En fait, dans cet opéra qui est l’élégance même, l’intelligence et la finesse, célébrant la beauté de ce XVIIIe siècle où tout n’est que goût (même si des aristos comme Ochs font tache dans le paysage) - et c’est aussi tout cela, le travail du librettiste Hofmannstahl dont Strauss trouve un génial équivalent dans sa musique-, Warlikowski réduit tout à une forme de trivialité à la mode, à commencer par les costumes qui, à force d’épouser tous les styles, finissent par n’en avoir aucun. Avec un décor qui ne veut rien dire -l’espace du Studio (et non du Théâtre) des Champs-Elysées, qui est effectivement de la même époque que “Le chevalier”, sauf qu’il est bien moins connu que son grand frère alors que, tant qu'à faire, on aurait pu mettre le théâtre lui-même en miroir.

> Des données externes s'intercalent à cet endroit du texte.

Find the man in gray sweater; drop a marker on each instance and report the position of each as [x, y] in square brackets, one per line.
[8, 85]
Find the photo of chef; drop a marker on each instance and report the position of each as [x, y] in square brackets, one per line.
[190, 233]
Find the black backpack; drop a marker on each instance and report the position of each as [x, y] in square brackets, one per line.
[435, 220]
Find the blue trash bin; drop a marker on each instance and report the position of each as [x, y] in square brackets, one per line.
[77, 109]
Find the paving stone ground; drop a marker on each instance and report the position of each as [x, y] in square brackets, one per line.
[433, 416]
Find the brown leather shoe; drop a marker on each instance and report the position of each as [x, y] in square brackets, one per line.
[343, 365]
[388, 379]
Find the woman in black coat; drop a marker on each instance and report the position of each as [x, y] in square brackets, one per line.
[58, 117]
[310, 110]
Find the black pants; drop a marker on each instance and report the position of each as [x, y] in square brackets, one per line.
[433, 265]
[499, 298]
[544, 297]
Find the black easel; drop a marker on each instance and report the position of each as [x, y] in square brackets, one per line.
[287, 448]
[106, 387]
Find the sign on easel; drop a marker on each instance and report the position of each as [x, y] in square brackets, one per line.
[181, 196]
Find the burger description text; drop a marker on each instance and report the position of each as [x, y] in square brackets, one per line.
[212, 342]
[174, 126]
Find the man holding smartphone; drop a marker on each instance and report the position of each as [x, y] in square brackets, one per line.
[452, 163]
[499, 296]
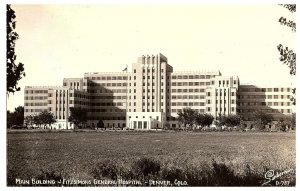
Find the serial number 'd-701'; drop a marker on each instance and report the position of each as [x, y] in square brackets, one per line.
[283, 183]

Octavian en sa fausse soeur (Niamh O’Sullivan) soutenu par le serviteur du baron (Sean Patrick Mombruno) © Vincent Pontet
Chorégraphie inexistante au début du 3e acte et pour le reste des détails dans l’air du temps qui finissent par devenir poussiéreux tant on les a vus: pour une influenceuse bienvenue qui, à coup de selfies, surprend les deux jeunes gens -transposition assez juste- l’air du chanteur italien se déroule comme le tournage d’un film, avec un ténor en petit slip à moitié couché sur la Maréchale. Quant à la fameuse valse, elle bénéficie d’une chorégraphie hip-hop -et d’ailleurs le jeune danseur s’y débrouille plutôt bien, qui joue le serviteur Noir du baron, sauf que cela ne va guère avec la musique et que le hip-hop (ou assimilé) est devenu, depuis “Les Indes galantes” à l’Opéra de Paris, la tarte à la crème des passages dansés; d’ailleurs, devant ce garçon réduit à la “street dance”, on se dit que l’étoile de l’Opéra Guillaume Diop a encore à lutter pour se trouver des camarades. On notera au passage, mais c’est dans le programme, un texte d’Annie Ernaux sur sa liaison de femme mûre avec un jeune homme très ardent, comme si, avant Ernaux, la Colette de “Chéri” ou du “Blé en herbe” n’avait jamais existé (une consoeur a rebondi pour titrer son article: “un opéra pour Annie Ernaux”)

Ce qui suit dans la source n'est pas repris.